ちなみに今回のハッカソンではARM社にmbed(エンベッドと読む)を提供頂いたのだが「センサーの入力を受け付けてデバイスを制御」といった以上の複雑なことをするためには、Arduinoよりもmbedのようなデバイスのほうが向いているようだ。Arduinoが生のインターフェイスをCの無限ループで扱うのに対して、mbedはよりOSぽくなっていて、複数プロセス生成ができるほか、各種ペリフェラルはAPIで抽象化されていてC++で開発できるそうだ。ファブレスのARMの製品なのでmbedは単一製品のことではなく、4社から提供されている共通仕様を満たすデバイス群のこと。モノクロ液晶や加速度センサー、BLE、有線/無線LANまで搭載され、32ビットプロセッサを搭載する「全部入り」というようなデバイスもある。開発も、Webブラウザ上にGUIの開発環境があってコンパイルはクラウドの向こう側で行ってバイナリをUSBでマスストレージとして認識されるmbedに転送するだけという、組み込みぽくないモダンさ。
・COM × TV(MB4)
視聴者と視聴者がテレビを介して手軽にコミニュケーションを取れるサービス。テレビの前の状況をセンサーで読み取ることで、状況に適したコミニュケーションを提供する。オムロンの顔認識センサーと、NTTドコモの音声認識APIを使っていて、テキスト入力ではなく、声でコミュニケーションするデモを行った。
・Music Power!(ながお)
顔を動画撮影し、表情から感情を読み取る。その感情に合わせた音楽を届けるサービス。感情の読み取りに使ったオムロンのデバイスと、感情を2次元のマップ上に100種に分類して楽曲データに紐付けているGracenoteのAPIを変換する実装に工夫あり。楽曲そのものはYouTubeで再生。
・見守りプレイヤー(見守り隊)
独居老人など見守りが必要な家庭の洗面台、冷蔵庫、テレビなど1日に何度も接触するポイントに設置された画像センサーによって、そのときどきの気分に合わせた音楽を配信するサービス。見守りする管理者側に気分情報の配信を行うほか、緊急時には異常アラートを通知。こうした見守りデバイスやサービスはすでにあるが、「見られてる感」という導者側の心理的抵抗を取り除くという課題に注目している点がユニーク。
・feesic(マウロ・ゴメス)
日中離れ離れで生活する親子(母子)をつなぐコミュニケーションサービス。
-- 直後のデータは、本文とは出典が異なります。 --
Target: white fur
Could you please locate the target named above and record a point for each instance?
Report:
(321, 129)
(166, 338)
幼稚園など離れている子どもの感情をセンサーで読み取り、それを音楽として母親に提供。BGMとして流すことで、例えば家事をしながら子どもと同じ気持ちで生活することができる。
・リアル・ソーシャル・曲がり角(RSM)
「まるでドラマのワンシーンのように曲がり角で男女が出逢うことができます」というコンセプトで、あまりIoTと関係はないが、位置情報や楽曲解析APIを使って、スマフォを持った2人が曲がり角で出会う演出をするサービス。寸劇ありのネタ系デモで、会場では最もウケた発表の1つ。
・Head Scratch(ヘッドスクラッチ)
近接通信を利用した音楽交換アプリケーションサービス。自分の聴いてる音楽を人に聞いてほしいとか、逆に、あの人の聴いてる音楽を知りたいというときに、再生中の音楽を同期させるサービス。
・DIVE(PS4)
音楽のムードに合わせたビジュアルコンテンツや、ビートに合わせたエレクトリックスティミュレーションを提供するデバイス。エレクトリックスティミュレーションというのは、気取った言い方だが、実際はオムロンの低周波治療器を腕に巻き付けて、ビートに合わせてピクピク来るとうもの。音をAPIに投げることで、楽曲やCM情報を返してくれるのがGracenoteが提供しいてるAPIだが、最近は新たに楽曲解析APIというものを提供していて、曲のイントロ、Aメロ、Bメロといったセグメントを分析した結果を教えてくれるサービスがあるそうだ。DIVEはこれを応用。派手なビジュアル演出は、エコライザーの発展形という印象もあった。
・Nerma e Doll(ぱっくす)
「ネルマエドール」と読むそうだ。「寝る直前までディスプレイを見続けてしまう生活習慣を改善する」という課題からスタートしたプロダクト。PUXが提供する顔認識や音声認識・合成が可能な小型ロボ、「Rapiro」を使った実装。ポイントは、ユーザー側でなく、モノのほうから語りかけることで会話のきっかけを提供すること、会話後の寝る前に音楽を流すことで、入眠の雰囲気と時間を生み出すこと、という。デモでは、ちょっと認識に課題が感じられて「孤独さを緩和させる」はずが、何となくシラーっとした寂寥感が漂った気もしなくはないが、「眠りに落ちる前までディスプレイを見続けてしまって、入眠障害を抱えている」という多くの現代人が密かに悩んでいそうな問題に対して「音」で切り込んだ点は素晴らしいと思う。